Sebagaimana perkembangan masyarakat dunia
menuju masyarakat informasi (informatical society) dimana
elektronika memegang peranan penting, dan bahkan menentukan corak
kehidupan manusia. Lewat smartphone yang menjadi teman hidup dalam kesehariannya sehingga manusia mampu memasuki lingkungan informasi dunia. Elektronik seperti laptop, browser lewat internet telah sanggup mengankses informasi sampai pelosok dunia. Dengan pencarian lewat mesin Google, apapun informasi yang kita mau baik video, tulisan, gambar dan lainnya langsung tampil dengan cepatnya. Itulah keberhasilan teknologi saat ini, sehingga manusia benar-benar dimanjakan dengan hadirnya teknologi yang sangat modern dan canggih.

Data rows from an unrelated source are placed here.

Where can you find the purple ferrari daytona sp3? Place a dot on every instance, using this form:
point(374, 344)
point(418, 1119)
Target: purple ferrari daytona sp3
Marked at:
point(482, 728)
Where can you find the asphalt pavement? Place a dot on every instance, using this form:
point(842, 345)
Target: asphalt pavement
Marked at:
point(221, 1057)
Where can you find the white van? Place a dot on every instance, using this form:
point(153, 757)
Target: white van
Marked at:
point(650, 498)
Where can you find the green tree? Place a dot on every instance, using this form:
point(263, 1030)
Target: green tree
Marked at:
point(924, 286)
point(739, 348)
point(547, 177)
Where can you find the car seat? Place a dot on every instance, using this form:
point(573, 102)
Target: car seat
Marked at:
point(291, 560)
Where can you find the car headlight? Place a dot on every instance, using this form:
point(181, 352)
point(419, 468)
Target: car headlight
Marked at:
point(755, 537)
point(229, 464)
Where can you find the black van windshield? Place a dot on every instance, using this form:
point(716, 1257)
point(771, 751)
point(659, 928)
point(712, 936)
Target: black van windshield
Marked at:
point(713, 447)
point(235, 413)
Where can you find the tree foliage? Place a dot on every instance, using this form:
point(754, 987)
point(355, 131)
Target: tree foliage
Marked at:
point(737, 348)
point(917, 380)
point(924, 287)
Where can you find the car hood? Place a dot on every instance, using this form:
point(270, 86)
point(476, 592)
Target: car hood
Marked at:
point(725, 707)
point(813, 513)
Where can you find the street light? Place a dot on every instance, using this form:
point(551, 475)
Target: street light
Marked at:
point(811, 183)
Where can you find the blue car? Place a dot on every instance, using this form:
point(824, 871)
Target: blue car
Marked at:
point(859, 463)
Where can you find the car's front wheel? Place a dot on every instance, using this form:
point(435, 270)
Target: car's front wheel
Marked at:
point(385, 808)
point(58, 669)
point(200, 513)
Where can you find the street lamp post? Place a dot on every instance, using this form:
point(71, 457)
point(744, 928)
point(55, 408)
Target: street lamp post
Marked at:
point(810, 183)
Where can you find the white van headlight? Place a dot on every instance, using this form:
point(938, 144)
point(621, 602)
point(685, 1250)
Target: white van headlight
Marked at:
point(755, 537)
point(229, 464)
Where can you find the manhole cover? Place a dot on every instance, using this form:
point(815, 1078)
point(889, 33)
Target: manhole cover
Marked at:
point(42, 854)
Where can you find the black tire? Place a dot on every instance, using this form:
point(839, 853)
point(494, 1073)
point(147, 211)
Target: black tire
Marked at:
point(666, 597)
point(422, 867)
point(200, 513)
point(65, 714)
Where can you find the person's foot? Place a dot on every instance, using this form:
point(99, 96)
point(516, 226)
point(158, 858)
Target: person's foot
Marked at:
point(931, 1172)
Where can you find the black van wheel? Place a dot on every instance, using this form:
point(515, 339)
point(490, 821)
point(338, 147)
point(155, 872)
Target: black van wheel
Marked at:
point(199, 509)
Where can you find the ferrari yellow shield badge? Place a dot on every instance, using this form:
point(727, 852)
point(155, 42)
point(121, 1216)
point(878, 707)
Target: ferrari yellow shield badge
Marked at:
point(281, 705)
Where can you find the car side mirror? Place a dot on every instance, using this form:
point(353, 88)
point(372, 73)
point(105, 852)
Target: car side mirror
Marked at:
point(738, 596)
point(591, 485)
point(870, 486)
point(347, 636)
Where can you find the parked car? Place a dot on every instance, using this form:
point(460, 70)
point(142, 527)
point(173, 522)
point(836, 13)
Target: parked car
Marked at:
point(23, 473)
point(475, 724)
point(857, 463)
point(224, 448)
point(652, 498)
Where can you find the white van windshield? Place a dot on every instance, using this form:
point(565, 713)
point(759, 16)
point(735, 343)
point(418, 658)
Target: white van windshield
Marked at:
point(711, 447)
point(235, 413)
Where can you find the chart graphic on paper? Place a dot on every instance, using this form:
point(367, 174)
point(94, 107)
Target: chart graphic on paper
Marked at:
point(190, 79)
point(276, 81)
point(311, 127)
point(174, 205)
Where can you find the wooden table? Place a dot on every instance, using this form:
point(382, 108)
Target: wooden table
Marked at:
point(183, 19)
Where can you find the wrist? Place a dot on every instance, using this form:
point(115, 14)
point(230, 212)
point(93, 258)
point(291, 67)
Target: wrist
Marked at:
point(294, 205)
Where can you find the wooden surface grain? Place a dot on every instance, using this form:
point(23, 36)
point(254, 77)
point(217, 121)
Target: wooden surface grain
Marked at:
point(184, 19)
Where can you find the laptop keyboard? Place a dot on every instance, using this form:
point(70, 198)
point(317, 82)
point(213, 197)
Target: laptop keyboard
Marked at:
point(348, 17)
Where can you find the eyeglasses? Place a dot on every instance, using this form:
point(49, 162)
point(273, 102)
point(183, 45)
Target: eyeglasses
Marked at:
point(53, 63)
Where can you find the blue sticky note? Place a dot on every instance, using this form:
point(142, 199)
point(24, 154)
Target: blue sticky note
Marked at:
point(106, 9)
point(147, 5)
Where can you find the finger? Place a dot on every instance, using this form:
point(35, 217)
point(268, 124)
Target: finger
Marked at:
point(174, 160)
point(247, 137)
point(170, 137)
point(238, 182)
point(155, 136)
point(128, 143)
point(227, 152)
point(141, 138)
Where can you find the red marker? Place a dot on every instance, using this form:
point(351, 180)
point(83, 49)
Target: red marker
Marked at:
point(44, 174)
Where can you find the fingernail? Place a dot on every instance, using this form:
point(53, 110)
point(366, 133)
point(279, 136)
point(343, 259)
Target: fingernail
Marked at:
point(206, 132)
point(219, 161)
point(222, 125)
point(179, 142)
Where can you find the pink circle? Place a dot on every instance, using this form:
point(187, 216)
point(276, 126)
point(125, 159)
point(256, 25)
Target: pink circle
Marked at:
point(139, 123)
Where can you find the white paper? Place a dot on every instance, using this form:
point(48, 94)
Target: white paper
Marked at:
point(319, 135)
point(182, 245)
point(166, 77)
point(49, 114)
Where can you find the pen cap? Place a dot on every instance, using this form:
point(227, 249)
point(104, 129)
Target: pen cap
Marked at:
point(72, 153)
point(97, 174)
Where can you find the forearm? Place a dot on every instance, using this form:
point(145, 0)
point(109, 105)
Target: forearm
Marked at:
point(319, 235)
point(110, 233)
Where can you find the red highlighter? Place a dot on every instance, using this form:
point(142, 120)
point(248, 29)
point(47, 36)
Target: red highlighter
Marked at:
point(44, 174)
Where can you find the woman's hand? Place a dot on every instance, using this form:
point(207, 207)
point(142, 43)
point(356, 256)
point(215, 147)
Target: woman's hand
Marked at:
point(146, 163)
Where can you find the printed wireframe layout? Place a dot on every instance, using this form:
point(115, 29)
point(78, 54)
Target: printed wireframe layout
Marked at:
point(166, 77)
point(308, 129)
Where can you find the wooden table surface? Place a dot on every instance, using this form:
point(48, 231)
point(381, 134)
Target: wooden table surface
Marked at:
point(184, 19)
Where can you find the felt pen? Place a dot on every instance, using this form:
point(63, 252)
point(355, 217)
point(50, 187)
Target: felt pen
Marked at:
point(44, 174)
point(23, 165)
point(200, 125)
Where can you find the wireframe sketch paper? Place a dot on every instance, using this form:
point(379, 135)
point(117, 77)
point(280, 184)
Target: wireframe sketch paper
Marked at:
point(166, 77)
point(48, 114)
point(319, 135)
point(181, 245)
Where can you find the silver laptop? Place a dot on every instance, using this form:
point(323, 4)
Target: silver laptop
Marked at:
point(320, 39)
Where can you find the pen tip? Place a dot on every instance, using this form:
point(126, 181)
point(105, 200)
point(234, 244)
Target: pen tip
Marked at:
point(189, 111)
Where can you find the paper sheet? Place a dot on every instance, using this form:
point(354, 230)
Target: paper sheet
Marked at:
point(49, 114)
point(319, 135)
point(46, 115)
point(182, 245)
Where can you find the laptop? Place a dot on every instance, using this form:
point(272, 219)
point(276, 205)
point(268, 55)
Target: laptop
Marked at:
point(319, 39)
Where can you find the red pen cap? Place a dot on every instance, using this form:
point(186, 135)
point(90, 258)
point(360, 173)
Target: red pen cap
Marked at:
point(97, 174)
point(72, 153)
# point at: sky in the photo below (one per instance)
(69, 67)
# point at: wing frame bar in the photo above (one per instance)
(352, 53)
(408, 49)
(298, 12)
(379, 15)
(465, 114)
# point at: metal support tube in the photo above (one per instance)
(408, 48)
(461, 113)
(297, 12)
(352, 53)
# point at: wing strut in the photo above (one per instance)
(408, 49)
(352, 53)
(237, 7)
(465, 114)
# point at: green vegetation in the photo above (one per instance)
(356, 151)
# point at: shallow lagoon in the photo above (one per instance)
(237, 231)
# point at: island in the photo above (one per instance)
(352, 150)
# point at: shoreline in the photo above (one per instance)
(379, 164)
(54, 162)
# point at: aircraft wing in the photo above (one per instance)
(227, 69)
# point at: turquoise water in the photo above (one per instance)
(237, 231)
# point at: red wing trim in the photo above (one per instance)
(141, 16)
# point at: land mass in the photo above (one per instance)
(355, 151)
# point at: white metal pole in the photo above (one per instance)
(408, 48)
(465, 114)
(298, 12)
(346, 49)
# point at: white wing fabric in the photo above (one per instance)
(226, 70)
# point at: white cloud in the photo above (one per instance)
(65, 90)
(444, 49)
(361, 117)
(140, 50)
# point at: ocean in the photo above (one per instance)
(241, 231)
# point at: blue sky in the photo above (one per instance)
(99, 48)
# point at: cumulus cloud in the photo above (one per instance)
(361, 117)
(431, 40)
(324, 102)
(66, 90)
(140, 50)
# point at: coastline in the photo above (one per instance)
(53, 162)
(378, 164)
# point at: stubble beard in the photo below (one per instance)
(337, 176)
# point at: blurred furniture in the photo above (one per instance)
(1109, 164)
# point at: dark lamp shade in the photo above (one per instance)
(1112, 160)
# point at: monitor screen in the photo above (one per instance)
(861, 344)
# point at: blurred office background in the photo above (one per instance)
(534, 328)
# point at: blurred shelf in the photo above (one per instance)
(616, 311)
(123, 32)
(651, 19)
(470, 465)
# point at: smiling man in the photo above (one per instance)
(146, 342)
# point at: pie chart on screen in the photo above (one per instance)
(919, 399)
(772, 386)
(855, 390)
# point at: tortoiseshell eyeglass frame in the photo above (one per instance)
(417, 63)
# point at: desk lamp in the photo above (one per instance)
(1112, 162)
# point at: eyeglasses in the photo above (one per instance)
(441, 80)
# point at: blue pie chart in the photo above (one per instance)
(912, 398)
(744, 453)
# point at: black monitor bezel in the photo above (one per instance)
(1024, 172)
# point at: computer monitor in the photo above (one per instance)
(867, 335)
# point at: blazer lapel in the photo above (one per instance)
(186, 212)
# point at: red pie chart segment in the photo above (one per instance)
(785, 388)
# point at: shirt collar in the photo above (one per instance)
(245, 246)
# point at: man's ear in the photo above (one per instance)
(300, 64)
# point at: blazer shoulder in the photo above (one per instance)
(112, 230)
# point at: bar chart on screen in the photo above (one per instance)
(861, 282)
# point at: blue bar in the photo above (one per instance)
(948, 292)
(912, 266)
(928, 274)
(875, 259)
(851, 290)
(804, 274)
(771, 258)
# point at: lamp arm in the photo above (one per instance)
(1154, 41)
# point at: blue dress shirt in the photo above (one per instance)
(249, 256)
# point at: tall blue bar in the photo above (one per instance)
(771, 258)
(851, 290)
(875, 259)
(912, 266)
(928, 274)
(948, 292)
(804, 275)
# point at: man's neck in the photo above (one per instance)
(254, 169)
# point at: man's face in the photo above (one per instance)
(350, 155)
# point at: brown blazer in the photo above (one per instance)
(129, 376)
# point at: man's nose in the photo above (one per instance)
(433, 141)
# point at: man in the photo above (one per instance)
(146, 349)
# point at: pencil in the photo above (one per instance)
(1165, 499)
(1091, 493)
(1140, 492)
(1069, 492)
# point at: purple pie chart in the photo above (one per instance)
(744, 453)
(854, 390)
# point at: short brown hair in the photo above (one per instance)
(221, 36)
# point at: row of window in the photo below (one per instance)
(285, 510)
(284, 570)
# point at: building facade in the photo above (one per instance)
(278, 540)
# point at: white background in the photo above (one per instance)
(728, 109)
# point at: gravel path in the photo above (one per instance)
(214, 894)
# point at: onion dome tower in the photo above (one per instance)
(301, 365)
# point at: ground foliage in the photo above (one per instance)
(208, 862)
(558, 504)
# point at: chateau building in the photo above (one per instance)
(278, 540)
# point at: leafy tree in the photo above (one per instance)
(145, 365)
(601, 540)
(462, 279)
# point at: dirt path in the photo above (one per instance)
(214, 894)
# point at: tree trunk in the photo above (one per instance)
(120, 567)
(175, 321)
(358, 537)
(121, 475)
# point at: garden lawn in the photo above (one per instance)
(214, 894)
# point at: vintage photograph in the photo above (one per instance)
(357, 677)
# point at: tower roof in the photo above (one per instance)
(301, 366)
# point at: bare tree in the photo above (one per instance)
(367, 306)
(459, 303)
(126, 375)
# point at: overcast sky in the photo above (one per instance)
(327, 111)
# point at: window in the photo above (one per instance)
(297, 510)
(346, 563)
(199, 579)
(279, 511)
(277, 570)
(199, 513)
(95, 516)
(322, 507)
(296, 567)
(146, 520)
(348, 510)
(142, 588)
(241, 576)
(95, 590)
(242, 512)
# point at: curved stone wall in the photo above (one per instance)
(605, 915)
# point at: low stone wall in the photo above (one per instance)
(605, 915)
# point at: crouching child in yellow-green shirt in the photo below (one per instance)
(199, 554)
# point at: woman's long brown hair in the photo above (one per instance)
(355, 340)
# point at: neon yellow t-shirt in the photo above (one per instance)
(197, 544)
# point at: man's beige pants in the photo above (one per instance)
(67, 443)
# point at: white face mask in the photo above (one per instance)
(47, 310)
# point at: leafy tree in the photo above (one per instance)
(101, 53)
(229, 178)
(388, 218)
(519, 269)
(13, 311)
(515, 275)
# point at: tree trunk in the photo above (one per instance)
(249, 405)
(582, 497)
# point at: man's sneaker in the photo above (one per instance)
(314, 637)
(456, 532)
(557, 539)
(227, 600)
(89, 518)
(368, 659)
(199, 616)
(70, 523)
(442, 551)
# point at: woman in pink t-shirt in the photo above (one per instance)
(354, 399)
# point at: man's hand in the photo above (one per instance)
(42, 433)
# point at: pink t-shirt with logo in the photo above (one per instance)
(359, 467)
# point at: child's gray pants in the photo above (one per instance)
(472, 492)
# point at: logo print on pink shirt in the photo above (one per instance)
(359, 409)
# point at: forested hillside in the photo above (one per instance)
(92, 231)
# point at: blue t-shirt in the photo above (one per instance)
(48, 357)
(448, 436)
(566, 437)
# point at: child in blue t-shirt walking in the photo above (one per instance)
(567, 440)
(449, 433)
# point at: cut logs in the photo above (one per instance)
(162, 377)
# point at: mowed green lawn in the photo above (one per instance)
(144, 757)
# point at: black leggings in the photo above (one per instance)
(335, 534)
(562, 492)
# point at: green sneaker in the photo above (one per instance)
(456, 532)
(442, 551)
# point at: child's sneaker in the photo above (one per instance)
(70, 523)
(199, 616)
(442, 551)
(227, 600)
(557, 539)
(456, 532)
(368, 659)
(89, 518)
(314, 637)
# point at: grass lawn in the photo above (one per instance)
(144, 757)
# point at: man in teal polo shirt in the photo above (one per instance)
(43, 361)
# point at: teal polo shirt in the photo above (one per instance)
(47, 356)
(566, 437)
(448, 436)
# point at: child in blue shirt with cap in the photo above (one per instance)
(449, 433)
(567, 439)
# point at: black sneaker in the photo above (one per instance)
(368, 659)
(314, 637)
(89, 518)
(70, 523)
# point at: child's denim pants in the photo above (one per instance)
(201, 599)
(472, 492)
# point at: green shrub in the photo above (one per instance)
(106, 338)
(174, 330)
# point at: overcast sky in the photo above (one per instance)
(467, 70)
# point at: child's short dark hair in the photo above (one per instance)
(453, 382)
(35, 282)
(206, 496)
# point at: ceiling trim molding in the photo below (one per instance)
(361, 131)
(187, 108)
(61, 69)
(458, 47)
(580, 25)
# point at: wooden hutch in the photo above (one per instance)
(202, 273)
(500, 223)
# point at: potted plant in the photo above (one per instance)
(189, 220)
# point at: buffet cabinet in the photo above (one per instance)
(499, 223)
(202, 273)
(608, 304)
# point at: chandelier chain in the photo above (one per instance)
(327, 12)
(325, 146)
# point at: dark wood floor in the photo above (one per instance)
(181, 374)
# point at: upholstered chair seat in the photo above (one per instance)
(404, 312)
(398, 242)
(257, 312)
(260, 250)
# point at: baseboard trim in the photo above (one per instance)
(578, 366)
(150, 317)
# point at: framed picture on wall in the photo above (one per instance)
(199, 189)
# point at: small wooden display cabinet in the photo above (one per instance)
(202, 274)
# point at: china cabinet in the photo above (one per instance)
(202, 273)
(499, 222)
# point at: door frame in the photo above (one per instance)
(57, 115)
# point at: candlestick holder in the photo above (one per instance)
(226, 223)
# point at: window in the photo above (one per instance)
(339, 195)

Disamping keberhasilan-keberhasilan dunia
teknologi informasi tersebut, ternyata sisi yang lain telah muncul
persoalan-persoalan dalam diri manusia maupun masyarakat yang begitu nampak
dipermukaan akhir-akhir ini. Suatu kondisi dimana manusia sudah tidak bisa lagi
beraktivitas tanpa disertai teknologi. Sehingga muncul penilaian negatif bahwa
manusia saat ini benar-benar telah kecanduan teknologi yang tidak lain adalah
dampak buruk yang bisa mengurangi nilai-nilai kemanusiaan. Oleh karenanya, berbicara
pendidikan Islam di era global berarti membicarakan kehidupan masa depan
manusia yang teramat musykil, dan sering kali digambarkan sebagai
keadaan yang penuh kesulitan dan tantangan bagi manusia, baik sebagai individu,
masyarakat maupun kelompok-kelompok dan termasuk didalamnya bangsa dan seluruh
penghuni bumi ini.
Manusia saat ini sedang mengalami suatu cobaan
yang dahsyat, dimana umat manusia menjadi penghuni dunia yang tidak menentu,
padat penduduknya dan sangat kompetitif. Sehingga manusia saat ini harus
belajar hidup dengan perubahan yang terus menerus dengan ketidakpastian dan
ketidakmampuan dalam memperhitungkan apa yang akan terjadi (upredictability).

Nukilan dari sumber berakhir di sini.